Он общался с известными писателями, разговаривал с самим Сталиным. В годы коллективизации, репрессий он написал множество писем вождю, в которых раскрывал Сталину сложные схемы расследований репрессий и злоупотребляющих полномочиями чекистах. Когда в 1933-м южные регионы в результате коллективизации и серии неурожаев оказались на пороге массового голода, писатель рассказал вождю о бесчинствах большевиков, при помощи чудовищных пыток изымавших у крестьян якобы ворованный хлеб, и выпросил для Вешенского района более сотни тысяч пудов хлеба. Он не мог спасти всю страну, но его голос не был пустым звуком. Сталин – что бы о нем ни говорили – понимал настоящую литературу и ценил Шолохова и его слово.
А ведь он и сам ходил по краю пропасти. Да еще эта травля, гнусное подозрение в плагиате Еще в 1929-м году он писал жене:
«Ты не можешь себе представить, как далеко распространилась эта клевета против меня! Об этом только и разговоров в литературных и читательских кругах. Знает не только Москва, но и вся провинция. Меня спрашивали об этом в Миллерово и по железной дороге. Позавчера у Авербаха спрашивал об этом т. Сталин. (…) Меня организованно и здорово травят. Я взвинчен до отказа, а в результате – полная моральная дезорганизация, отсутствие работоспособности, сна, аппетита. Но душой я бодр! Драться буду до конца!»
Как в таких условиях, при таком напряге он мог писать? Сталин при личной беседе пообещал создать ему все условия для творчества. Шолохов ответил: «Товарищ Сталин, вы, конечно, правы в пожелании, чтобы я был спокоен, но вот есть такой анекдот. Бежит заяц, а навстречу волк. Говорит волк: «Ты, заяц, чего бежишь?» Заяц в ответ: «Как что бегу – там вон ловят и подковывают». Волк говорит: «Так подковывают верблюдов, а не зайцев». Заяц ему отвечает: «А когда поймают и подкуют, так поди, докажи, что ты не верблюд!».
А тут же и Ежов сидит – смеется над анекдотом. Но после этой встречи преследования с его стороны прекратились.
А вот слухи о плагиате сопровождали Шолохова до конца дней, сильно их сократив. После присуждения Нобелевской премии в 1965-м году травля с подачи Солженицына началась с новой силой. Даже после того, как его самого наградили этой премией, зависть его съедала.
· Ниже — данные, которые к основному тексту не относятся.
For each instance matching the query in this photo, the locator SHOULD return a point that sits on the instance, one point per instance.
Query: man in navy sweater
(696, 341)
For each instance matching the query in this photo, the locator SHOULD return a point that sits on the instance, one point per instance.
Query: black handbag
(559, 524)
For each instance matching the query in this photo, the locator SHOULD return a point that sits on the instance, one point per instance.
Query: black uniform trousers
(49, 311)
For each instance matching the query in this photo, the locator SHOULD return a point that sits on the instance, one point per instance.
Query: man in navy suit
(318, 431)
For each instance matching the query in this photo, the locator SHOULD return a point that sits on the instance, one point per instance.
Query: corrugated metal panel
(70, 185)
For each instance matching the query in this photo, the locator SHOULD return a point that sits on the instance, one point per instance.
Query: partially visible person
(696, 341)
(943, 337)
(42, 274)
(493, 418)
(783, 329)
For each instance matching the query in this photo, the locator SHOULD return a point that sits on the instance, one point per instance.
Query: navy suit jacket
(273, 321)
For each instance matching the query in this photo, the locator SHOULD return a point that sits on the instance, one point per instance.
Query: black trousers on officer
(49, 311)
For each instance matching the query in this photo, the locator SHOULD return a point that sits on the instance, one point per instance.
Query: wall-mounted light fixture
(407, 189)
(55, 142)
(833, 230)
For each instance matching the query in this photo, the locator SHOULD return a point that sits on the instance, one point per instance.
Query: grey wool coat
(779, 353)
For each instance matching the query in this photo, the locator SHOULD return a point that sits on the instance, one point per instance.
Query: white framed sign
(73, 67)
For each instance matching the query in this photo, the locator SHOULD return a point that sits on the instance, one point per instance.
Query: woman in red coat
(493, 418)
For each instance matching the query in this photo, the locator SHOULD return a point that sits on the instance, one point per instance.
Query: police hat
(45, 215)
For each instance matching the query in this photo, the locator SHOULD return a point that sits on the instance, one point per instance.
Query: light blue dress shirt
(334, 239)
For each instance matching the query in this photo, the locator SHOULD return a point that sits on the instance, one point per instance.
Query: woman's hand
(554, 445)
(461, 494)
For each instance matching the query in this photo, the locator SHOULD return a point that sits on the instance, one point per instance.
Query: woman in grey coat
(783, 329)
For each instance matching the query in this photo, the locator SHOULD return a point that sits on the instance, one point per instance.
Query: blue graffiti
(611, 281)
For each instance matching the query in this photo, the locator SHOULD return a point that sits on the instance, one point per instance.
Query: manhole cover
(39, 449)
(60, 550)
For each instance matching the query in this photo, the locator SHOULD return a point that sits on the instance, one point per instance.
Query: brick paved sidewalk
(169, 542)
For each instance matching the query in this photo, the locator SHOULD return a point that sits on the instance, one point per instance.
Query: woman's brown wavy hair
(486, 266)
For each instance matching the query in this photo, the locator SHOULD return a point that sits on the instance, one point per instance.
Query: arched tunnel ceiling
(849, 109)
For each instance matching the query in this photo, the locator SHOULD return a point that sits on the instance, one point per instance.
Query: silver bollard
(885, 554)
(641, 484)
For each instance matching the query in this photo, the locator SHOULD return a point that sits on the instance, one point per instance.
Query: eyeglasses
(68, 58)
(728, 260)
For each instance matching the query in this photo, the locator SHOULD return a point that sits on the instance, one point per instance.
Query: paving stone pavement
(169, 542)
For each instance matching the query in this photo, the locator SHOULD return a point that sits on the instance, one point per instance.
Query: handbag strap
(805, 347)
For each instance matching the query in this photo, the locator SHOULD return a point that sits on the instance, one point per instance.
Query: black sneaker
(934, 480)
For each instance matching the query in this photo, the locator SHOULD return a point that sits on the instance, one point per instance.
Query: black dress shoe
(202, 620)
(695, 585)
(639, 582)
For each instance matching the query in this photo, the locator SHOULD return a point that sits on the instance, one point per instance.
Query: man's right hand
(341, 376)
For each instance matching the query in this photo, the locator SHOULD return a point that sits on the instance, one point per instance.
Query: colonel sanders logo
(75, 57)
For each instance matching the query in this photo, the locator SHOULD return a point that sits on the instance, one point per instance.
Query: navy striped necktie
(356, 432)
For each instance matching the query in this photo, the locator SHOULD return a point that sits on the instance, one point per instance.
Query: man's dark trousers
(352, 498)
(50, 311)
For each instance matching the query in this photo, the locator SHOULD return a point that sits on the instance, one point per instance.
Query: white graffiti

После того как его стали издавать на Западе, он стал мнить себя первым писателем в СССР. Но даже его спонсоры на Западе считали, что его творения не идут ни в какое сравнение с книгами Шолохова.
Советский историк-американист Николай Яковлев писал о Солженицыне: «В 1957-1958 годах по Москве шнырял малоприметный человек, изъеденный злокачественной похотью прославиться. Он нащупывал, по собственным словам, контакты с теми, кто мог бы переправить на Запад и опубликовать пасквили на родную страну. Товар был самого скверного качества».
А сам Шолохов сказал о нем: «Он – душевнобольной человек, страдающий манией величия. … Отсидев некогда, не выдержал тяжёлого испытания и свихнулся. Я не психиатр и не моё дело определять степень поражённости психики Солженицына. Но если это так, – человеку нельзя доверять перо: злобный сумасшедший, потерявший контроль над разумом, помешавшийся на трагических событиях 37-го года и последующих лет, принесёт огромную опасность всем читателям и молодым особенно».
И это правда. Знаю по себе, по своему поколению, как влияли на сознание его творения. А Шолохов уже тогда все понял: не преобразований хочет Солженицын, а гибели страны. А мы, к стыду своему, поняли это слишком поздно.